Affaire Epstein : la piste d’un système de compromission des élites « bien ficelé »
Des documents récemment divulgués et des enquêtes journalistiques américaines relancent les interrogations sur le rôle de Jeffrey Epstein comme agent d'influence au service du Mossad. Le système présumé : compromettre des personnalités influentes pour les tenir sous contrôle.
L'affaire Jeffrey Epstein continue de livrer ses secrets. Depuis plusieurs mois, des journalistes d'investigation américains, notamment Murtaza Hussain et Ryan Grim du média Drop Site News, ont mis au jour des éléments troublants sur les connexions entre le financier déchu et les services de renseignement israéliens.
Leur thèse, étayée par des emails piratés et des documents du FBI, est explosive : Epstein n'aurait pas été un simple prédateur sexuel, mais un rouage essentiel d'un système de compromission des élites. « C'était un entremetteur et un intermédiaire à un niveau très, très élevé », résument les enquêteurs, décrivant son rôle de médiateur entre agences de renseignement internationales.
Un espion israélien hébergé à Manhattan
Les révélations les plus accablantes proviennent du piratage informatique attribué au groupe Handala. Ces documents montrent que Yoni Koren, un officier de haut rang du renseignement israélien et ancien aide d'Ehud Barak, a séjourné plusieurs semaines dans l'appartement new-yorkais d'Epstein entre 2013 et 2015. L'ancien Premier ministre israélien lui-même aurait visité le townhouse d'Epstein plus de 30 fois durant cette période.

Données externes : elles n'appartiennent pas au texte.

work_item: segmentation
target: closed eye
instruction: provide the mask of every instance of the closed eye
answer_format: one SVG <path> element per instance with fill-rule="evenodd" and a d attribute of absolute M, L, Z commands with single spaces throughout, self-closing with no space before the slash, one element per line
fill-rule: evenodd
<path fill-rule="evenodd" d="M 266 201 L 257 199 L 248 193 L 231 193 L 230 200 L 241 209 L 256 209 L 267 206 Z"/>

Plus troublant encore : selon un informateur du FBI dont le témoignage figure dans les documents du département de la Justice, Epstein « appartenait aux services de renseignement américains et alliés », incluant le Mossad. L'informateur affirme qu'Epstein aurait été formé comme espion sous la direction d'Ehud Barak.
Le mécanisme du chantage présumé
Le schéma allégué par plusieurs journalistes américains est le suivant : attirer des personnalités influentes – politiques, hommes d'affaires, universitaires – dans des situations compromettantes, puis utiliser ces éléments pour les contraindre à servir certains intérêts. Un système de « laisse » comme le décrivent certains analystes, permettant d'orienter les décisions de personnalités clés.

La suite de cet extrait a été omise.